Einde inhoudsopgave
Verordening (EU) 2021/1060 houdende gemeenschappelijke bepalingen inzake het Europees Fonds voor regionale ontwikkeling, het Europees Sociaal Fonds Plus, het Cohesiefonds, het Fonds voor een rechtvaardige transitie en het Europees Fonds voor maritieme zaken, visserij en aquacultuur en de financiële regels voor die fondsen en voor het Fonds voor asiel, migratie en integratie, het Fonds voor interne veiligheid en het Instrument voor financiële steun voor grensbeheer en visumbeleid
Artikel 102 Contradictoire procedure voor het onderzoek van rekeningen
Geldend
Geldend vanaf 01-07-2021
- Bronpublicatie:
24-06-2021, PbEU 2021, L 231 (uitgifte: 30-06-2021, regelingnummer: 2021/1060)
- Inwerkingtreding
01-07-2021
- Bronpublicatie inwerkingtreding:
24-06-2021, PbEU 2021, L 231 (uitgifte: 30-06-2021, regelingnummer: 2021/1060)
- Vakgebied(en)
EU-recht / Algemeen
EU-recht / Financiering
1.
Indien de auditautoriteit een auditadvies met voorbehoud of een afkeurend auditadvies uitbrengt om redenen die verband houden met de volledigheid, nauwkeurigheid en waarheidsgetrouwheid van de rekeningen, verzoekt de Commissie de lidstaat deze rekeningen te herzien en de in artikel 98, lid 1, bedoelde documenten binnen één maand opnieuw in te dienen.
Indien binnen de in de eerste alinea vastgelegde termijn:
- a)
het auditadvies zonder voorbehoud is, is artikel 100 van toepassing en betaalt de Commissie binnen twee maanden eventuele extra verschuldigde bedragen of gaat zij binnen die termijn over tot terugvordering;
- b)
het auditadvies nog steeds vergezeld gaat van een voorbehoud of de lidstaat de documenten niet opnieuw heeft ingediend, zijn de leden 2, 3 en 4 van toepassing.
2.
Indien het auditadvies nog steeds vergezeld gaat van een voorbehoud om redenen die verband houden met de volledigheid, nauwkeurigheid en waarheidsgetrouwheid van de rekeningen of indien het auditadvies onbetrouwbaar blijft, stelt de Commissie de lidstaat in kennis van het bedrag dat voor het boekjaar ten laste van de fondsen komt.
3.
Indien de lidstaat binnen één maand instemt met het in lid 2 van dit artikel bedoelde bedrag, betaalt de Commissie binnen twee maanden eventuele extra verschuldigde bedragen of gaat zij binnen die termijn over tot terugvordering, overeenkomstig artikel 100.
4.
Indien de lidstaat niet instemt met het in lid 2 van dit artikel bedoelde bedrag, stelt de Commissie het bedrag vast dat voor het boekjaar ten laste van de fondsen komt.

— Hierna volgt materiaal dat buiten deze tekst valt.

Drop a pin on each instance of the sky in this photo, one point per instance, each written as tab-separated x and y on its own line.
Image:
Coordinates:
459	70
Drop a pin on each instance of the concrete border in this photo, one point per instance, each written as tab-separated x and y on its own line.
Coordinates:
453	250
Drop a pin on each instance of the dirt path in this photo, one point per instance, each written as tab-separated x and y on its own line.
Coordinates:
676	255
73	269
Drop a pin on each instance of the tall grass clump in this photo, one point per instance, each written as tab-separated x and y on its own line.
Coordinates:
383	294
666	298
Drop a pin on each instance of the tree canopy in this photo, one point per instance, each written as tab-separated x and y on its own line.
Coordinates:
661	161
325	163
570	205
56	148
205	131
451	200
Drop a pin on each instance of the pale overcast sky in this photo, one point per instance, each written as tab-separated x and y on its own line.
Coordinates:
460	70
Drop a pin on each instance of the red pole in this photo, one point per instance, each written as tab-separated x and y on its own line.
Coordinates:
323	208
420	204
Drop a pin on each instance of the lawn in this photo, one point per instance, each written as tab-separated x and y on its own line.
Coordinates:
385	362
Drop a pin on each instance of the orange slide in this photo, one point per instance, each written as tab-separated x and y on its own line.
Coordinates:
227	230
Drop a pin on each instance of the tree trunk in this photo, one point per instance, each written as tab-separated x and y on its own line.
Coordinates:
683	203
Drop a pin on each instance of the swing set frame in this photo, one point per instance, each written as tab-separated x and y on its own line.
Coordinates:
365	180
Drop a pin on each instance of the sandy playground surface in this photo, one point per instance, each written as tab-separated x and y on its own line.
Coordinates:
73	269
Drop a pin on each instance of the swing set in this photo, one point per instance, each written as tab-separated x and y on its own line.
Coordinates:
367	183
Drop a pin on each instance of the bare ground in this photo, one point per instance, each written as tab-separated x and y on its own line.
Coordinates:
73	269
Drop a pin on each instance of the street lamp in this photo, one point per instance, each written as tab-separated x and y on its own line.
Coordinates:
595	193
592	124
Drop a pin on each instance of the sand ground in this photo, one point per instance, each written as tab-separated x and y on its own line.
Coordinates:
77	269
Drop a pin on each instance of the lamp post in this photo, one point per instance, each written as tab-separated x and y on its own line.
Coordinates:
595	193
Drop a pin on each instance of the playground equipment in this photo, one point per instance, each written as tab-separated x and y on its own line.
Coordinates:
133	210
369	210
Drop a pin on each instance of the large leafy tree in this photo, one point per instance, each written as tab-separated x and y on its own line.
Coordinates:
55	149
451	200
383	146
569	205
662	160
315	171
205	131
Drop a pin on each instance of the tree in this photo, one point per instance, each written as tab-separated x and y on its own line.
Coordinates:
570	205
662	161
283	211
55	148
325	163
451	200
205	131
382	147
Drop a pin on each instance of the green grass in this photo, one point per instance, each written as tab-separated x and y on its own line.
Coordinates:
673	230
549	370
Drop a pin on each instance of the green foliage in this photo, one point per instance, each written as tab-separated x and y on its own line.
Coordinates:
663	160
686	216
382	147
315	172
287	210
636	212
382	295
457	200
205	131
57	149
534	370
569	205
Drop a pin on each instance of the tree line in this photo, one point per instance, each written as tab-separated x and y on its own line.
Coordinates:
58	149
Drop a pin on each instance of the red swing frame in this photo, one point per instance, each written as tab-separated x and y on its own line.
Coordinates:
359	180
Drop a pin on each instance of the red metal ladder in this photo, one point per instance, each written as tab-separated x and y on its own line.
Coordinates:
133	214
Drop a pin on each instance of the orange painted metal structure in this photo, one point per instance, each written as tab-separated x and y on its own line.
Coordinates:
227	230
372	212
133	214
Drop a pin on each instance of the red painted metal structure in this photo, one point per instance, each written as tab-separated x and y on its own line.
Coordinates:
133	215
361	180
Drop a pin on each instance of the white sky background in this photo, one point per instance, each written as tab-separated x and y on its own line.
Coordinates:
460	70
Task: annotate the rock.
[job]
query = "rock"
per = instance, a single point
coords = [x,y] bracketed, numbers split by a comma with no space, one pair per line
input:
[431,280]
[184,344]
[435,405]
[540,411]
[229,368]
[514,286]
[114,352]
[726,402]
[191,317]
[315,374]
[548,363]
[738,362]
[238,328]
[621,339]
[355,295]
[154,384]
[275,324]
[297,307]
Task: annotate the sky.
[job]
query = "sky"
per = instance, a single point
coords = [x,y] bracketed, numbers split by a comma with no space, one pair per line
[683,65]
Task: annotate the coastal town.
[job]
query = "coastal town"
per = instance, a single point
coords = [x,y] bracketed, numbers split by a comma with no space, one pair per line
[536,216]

Die handeling vormt geen financiële correctie en brengt geen verlaging van de steun uit de fondsen aan het programma met zich mee. De Commissie betaalt binnen twee maanden eventuele extra verschuldigde bedragen of gaat binnen die termijn over tot terugvordering, overeenkomstig artikel 100.
5.
Uiterlijk twee maanden na de datum van aanvaarding van het in artikel 43 bedoelde eindverslag over de prestaties wordt door de Commissie, wat het laatste boekjaar betreft, het jaarlijkse saldo van de rekeningen voor de programma's die steun ontvangen uit het EFRO, het ESF+, het Cohesiefonds, het JTF en het EFMZVA betaald of teruggevorderd.